RE: Bad blocks are killing us!

"Guy" <bugzilla@xxxxxxxxxxxxxxxx> · Mon, 22 Nov 2004 04:17:39 -0500

Summary for anyone that missed this thread.
If a RAID5 array is scanned to verify that the parity data matches the data,
how should the system handle a mismatch?  Assume no disks had read errors.
If the parity does not agree, then 1 or more disks are wrong.  The parity
disk could be wrong, in which case no data is lost or corrupt, yet.  But a
disk failure at this time would corrupt data unless it was the parity disk
for this stripe.  If any other disk is wrong, then data is corrupt.  If you
are lucky, the corrupt data will be un-used space.  In this case no data is
really corrupt, yet.

I agree with your assessment, or you agree with mine!  :)
I disagree on how it should be handled.

Now, what to do if a parity error occurs?  As I see it, we have these
possible options:

A. Ignore it.  This is what is done today.  But log the blocks affected.
Risk of data corruption is high.  And know that the risk of additional data
corruption is increased when a disk fails.  Re-building to the spare has the
effect of correcting the parity so the error is now masked.

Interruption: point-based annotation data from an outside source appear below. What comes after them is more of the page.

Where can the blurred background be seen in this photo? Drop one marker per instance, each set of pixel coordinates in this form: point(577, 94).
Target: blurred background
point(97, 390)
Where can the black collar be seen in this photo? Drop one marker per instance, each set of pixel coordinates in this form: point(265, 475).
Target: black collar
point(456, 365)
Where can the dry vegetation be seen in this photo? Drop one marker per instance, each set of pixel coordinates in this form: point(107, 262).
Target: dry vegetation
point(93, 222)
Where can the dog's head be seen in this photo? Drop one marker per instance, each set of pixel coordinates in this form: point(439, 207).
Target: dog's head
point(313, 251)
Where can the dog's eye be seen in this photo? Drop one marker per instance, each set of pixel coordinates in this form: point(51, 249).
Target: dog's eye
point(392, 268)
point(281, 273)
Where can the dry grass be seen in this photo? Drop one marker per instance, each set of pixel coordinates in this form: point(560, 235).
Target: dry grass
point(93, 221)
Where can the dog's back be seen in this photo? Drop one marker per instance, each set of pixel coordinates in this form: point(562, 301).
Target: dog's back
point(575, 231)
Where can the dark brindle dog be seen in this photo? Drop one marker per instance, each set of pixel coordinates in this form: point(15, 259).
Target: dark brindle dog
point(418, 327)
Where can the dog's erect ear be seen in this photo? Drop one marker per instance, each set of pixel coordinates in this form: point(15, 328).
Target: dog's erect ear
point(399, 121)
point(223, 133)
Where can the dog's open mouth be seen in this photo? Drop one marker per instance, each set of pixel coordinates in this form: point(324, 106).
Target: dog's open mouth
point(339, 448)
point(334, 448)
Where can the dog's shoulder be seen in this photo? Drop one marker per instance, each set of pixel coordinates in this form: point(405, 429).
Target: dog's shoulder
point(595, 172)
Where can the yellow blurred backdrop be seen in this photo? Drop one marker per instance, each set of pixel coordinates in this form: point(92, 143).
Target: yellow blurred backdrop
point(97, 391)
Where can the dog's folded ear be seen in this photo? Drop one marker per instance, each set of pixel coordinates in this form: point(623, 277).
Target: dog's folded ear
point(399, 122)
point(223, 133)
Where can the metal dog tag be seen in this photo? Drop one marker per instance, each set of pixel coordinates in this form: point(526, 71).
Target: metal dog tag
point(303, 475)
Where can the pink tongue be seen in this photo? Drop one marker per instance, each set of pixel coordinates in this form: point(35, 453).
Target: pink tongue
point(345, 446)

B. Just correct the parity, you stand a high risk of data corruption without
knowing about it.  But without correcting the parity you still have the same
risk.  Log the blocks affected.  By correcting the parity, no additional
corruption will occur when a disk fails.

C. Mark all blocks (or chunks) affected by the parity error as unreadable.
This would cause data loss, but no corruption.  The data loss would be the
size of the mismatch (in blocks or chunks) times the number of disks in the
array - 1.  This acts more like a disk drive when a sector can't be read.
Log the blocks affected.  In the case of a 14 disk RAID5 array, a single
sector parity error would cause 13 sectors to be lost, or much more if going
by chunks.  Optionally, still allow option B at some later time at the
user's request.  This would allow the user to determine what data is
affected, then attempt to recover some of the data.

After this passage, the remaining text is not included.